4. (SBU) CG then asked the legislators about Assembly relations
with the executive branch of government, noting that Kiir had
recently promulgated several key new laws by executive decree,
bypassing the Legislative Assembly. The CG had seen this kind of
thing in other countries, and it almost always led to the weakening,
and eventual marginalization, of the legislative branch of
government, breaking down any check on executive power. The
legislators agreed that did often happen, but felt it was not a
problem for them because under the system they have in place all
executive decrees must be ratified by the South Sudan Legislative
Assembly when it next met. Therefore unacceptable decrees had only
an interim effect and could be voted down by the Assembly.

5. (SBU) The legislators said their biggest problem is lack of
experience and resources. In particular, they have little research
capacity - which would be of enormous help in drafting laws and
learning how to conduct their affairs.

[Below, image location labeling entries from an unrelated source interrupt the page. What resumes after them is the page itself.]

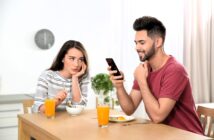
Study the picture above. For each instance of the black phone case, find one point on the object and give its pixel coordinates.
(111, 63)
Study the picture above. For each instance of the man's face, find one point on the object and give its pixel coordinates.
(145, 46)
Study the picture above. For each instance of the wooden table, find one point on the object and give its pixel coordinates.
(84, 127)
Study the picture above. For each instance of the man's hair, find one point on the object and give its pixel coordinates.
(152, 25)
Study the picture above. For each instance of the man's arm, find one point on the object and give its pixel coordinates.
(159, 109)
(129, 103)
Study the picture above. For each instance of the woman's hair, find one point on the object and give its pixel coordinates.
(58, 64)
(152, 25)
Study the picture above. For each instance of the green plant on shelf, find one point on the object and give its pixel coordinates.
(104, 89)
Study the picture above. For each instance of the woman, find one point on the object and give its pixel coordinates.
(66, 79)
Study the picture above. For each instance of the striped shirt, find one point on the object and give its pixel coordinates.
(51, 82)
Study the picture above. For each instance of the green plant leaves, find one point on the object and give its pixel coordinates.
(101, 83)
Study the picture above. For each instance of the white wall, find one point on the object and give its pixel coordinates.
(104, 27)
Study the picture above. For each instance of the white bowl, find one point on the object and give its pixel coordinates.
(75, 109)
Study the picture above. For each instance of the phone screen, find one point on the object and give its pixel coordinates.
(111, 63)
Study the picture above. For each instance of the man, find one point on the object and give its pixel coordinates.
(160, 81)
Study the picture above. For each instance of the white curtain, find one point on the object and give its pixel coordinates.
(199, 47)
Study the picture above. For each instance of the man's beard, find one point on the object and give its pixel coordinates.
(149, 54)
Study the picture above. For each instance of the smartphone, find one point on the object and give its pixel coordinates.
(111, 63)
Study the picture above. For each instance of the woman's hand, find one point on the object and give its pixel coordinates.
(60, 96)
(116, 80)
(82, 70)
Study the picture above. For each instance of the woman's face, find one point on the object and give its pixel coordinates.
(73, 61)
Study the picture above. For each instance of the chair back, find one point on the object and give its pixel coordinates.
(27, 104)
(206, 116)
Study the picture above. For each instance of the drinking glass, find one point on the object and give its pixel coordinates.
(103, 115)
(50, 108)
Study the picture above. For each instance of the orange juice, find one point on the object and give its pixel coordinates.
(50, 108)
(103, 115)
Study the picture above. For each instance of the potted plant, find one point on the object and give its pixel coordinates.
(103, 88)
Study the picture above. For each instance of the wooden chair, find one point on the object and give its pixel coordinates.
(206, 116)
(27, 105)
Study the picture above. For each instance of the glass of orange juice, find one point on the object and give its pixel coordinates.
(103, 115)
(50, 108)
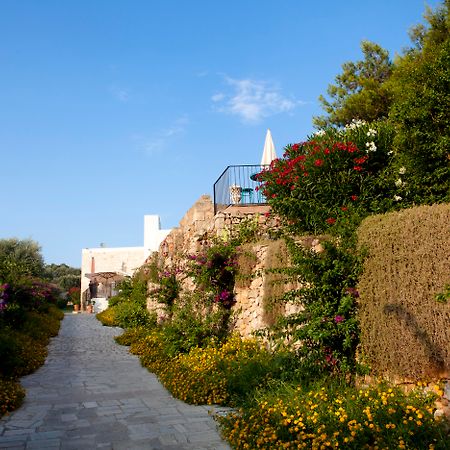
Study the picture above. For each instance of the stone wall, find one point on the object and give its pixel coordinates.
(199, 224)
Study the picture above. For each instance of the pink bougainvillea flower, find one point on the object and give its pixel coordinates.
(318, 162)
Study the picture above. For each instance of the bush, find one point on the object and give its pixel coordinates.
(131, 314)
(194, 325)
(11, 395)
(132, 335)
(404, 330)
(216, 374)
(336, 416)
(331, 176)
(108, 317)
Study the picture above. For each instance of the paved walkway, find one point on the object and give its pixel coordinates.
(91, 393)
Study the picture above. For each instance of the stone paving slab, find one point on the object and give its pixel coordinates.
(92, 394)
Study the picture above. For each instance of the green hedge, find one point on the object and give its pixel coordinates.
(404, 330)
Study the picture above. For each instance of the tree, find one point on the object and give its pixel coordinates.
(420, 87)
(360, 91)
(19, 258)
(62, 275)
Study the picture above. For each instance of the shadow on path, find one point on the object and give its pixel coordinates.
(91, 393)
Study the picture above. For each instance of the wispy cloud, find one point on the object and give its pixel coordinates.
(253, 100)
(119, 93)
(159, 141)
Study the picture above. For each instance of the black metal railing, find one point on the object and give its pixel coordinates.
(238, 186)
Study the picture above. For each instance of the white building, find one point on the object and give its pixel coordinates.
(102, 267)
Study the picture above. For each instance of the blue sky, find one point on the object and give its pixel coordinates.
(112, 109)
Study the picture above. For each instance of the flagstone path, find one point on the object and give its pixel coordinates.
(91, 393)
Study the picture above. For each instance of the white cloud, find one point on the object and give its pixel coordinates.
(253, 100)
(159, 141)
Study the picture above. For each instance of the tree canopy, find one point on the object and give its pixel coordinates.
(20, 258)
(359, 91)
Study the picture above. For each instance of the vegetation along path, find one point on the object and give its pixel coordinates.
(91, 393)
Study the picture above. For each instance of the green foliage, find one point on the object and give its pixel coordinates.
(192, 324)
(444, 296)
(131, 314)
(336, 416)
(421, 95)
(132, 335)
(108, 317)
(74, 295)
(168, 289)
(333, 178)
(20, 258)
(404, 330)
(360, 91)
(64, 276)
(11, 395)
(213, 271)
(325, 332)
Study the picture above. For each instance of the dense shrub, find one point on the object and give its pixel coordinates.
(11, 395)
(131, 314)
(108, 317)
(215, 374)
(193, 324)
(337, 416)
(333, 175)
(132, 335)
(405, 331)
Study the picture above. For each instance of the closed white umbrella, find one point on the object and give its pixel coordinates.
(269, 150)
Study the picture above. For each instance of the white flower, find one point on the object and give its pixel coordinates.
(355, 123)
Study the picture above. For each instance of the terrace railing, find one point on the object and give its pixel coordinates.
(237, 185)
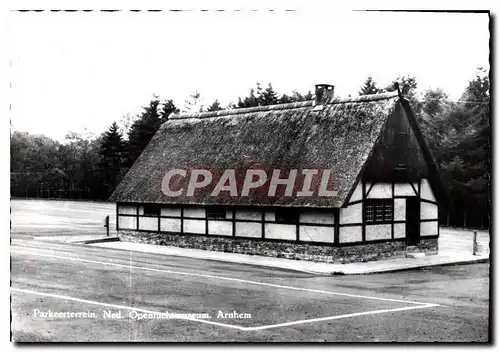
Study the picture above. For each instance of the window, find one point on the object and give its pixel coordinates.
(378, 210)
(216, 213)
(151, 209)
(287, 216)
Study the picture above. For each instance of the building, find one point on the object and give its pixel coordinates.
(384, 186)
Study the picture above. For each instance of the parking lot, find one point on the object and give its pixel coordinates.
(127, 296)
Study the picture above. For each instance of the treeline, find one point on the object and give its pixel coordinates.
(83, 167)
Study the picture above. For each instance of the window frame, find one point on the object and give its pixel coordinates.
(373, 215)
(148, 207)
(286, 216)
(210, 211)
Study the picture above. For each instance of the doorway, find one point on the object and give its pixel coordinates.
(412, 221)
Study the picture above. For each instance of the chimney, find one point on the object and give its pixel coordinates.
(323, 94)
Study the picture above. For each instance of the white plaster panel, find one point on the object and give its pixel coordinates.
(357, 194)
(248, 215)
(170, 225)
(127, 222)
(316, 233)
(380, 190)
(426, 191)
(428, 228)
(223, 228)
(350, 234)
(248, 229)
(270, 216)
(317, 217)
(378, 232)
(150, 224)
(167, 211)
(400, 230)
(352, 214)
(194, 226)
(281, 231)
(194, 213)
(428, 211)
(404, 189)
(127, 209)
(399, 209)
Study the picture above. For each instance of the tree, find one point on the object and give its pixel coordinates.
(249, 101)
(369, 87)
(215, 106)
(111, 152)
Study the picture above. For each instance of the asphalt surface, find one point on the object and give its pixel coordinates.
(442, 304)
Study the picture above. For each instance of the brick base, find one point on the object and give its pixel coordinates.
(279, 249)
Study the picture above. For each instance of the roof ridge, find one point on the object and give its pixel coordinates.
(301, 104)
(200, 115)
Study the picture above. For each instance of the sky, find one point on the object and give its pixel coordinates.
(82, 71)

They have a library, but no
books and only a few computers. They appealed to the USG to help
them in this regard, and the CG promised to see what could be done.

6. (SBU) Comment: Strengthening the capacity of the South Sudan
Legislative Assembly is a wise investment in the future of
democratic development in the south. Without an effective
legislative branch of government, the tendency for the executive to
assert supreme control over the government is a real temptation. We
will explore ways to assist the assembly.